Michael de Angelo is an American historical fiction author, screenwriter, and poet.

==Career==
De Angelo's first published novel was Cyr Myrddin, the Coming of Age of Merlin. He has two other published novels, Chronicles of the King, the Coming of the Bear, and Viking, Killing the Young. These works, published by the Gododdin Publishing house, use the literary form of historical fiction to explore current themes.

==Works==
===Cyr Myrddin, The Coming of Age of Merlin===
Cyr Myrddin, The Coming of Age of Merlin is an Arthurian historical novel. It was first published through Gododdin Publishing. A portion of the book was re-printed as the short story, The Tintagel Vision of the Celtic Priesthood.

This work is the story of the early life of Merlin as he searches for his destiny. Set in fifth century, post-Roman, Britain, the work presents a fictionalized portrait of the young Merlin as he comes to fulfill his destiny in King Arthur's court.

===Chronicles of the King: The Coming of the Bear===

"Chronicles of the King: The Coming of the Bear" is an Arthurian historical long form prose poem written in first person stream-of-consciousness within the mind of King Arthur. It was published in 2009 by Gododdin Publishing.

====Synopsis====

This work is the story of King Arthur waiting by a fire as he recounts his own history and the history of the island of Great Britain, and the forces that have led him to the present moment. He leads his cavalry over a treacherous mountain pass in order to surprise a much larger force of Saxon infantry on the plain below, forging his own identity further with each swing of his sword.

====Theme====

This work explores the intertwining of the will to violence with the forging of a historical identity.
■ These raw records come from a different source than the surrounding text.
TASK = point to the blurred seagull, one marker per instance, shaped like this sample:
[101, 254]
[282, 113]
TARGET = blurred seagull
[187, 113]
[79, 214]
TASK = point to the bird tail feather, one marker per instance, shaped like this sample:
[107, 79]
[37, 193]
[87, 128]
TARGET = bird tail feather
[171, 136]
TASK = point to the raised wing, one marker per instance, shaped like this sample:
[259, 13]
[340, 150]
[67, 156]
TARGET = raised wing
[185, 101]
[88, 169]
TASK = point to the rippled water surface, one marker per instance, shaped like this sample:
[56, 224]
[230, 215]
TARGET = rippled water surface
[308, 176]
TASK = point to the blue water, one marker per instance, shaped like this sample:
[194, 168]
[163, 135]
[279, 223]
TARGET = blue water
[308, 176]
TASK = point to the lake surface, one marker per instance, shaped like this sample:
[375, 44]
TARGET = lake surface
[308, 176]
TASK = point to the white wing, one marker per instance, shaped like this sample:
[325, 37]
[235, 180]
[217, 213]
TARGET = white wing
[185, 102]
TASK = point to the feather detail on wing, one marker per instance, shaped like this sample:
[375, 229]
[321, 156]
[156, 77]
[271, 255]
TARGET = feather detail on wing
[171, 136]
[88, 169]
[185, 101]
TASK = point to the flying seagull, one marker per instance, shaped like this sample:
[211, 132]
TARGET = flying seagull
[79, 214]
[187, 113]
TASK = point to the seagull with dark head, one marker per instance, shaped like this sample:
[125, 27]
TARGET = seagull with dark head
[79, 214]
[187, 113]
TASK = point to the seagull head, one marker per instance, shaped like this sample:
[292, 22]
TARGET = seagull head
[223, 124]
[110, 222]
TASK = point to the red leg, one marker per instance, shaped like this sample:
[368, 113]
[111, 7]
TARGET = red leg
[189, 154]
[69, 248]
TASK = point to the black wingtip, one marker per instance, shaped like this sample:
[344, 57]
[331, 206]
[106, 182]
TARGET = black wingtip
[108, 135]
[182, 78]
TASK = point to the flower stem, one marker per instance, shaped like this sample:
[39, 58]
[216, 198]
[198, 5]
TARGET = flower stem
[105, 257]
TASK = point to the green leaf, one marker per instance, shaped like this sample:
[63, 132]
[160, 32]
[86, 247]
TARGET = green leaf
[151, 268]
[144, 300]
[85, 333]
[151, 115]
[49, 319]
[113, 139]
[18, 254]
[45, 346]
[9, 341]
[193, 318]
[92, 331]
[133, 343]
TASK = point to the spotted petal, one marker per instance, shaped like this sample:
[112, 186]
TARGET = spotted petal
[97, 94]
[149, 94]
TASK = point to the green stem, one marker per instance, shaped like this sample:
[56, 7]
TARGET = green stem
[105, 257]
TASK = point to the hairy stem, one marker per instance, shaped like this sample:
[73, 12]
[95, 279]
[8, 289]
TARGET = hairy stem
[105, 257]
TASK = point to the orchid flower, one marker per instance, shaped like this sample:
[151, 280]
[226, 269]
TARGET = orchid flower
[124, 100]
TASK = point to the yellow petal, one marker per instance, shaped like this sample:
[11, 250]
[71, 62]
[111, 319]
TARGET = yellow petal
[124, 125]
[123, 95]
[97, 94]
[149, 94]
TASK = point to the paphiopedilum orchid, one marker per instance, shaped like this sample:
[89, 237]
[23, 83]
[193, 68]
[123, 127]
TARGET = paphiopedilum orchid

===Viking, Killing the Young===
Viking, Killing the Young is a historical novel set in tenth century Norway. It was first published by Gododdin Publishing.

====Synopsis====

This work is the story of the young Viking Gundar who upon returning home to his family after years of raiding suffers a raid upon his home and children that changes his life forever. While pursuing his journey of vengeance, Gundar comes in contact with early Christianity in Norway. This is the story of a spiritual journey through violence, vengeance, love, and redemption.

====Theme====

This work explores the advent of Christianity into tenth century Viking culture, examining the message of love and redemption in the context of personal tragedy and the will to vengeance.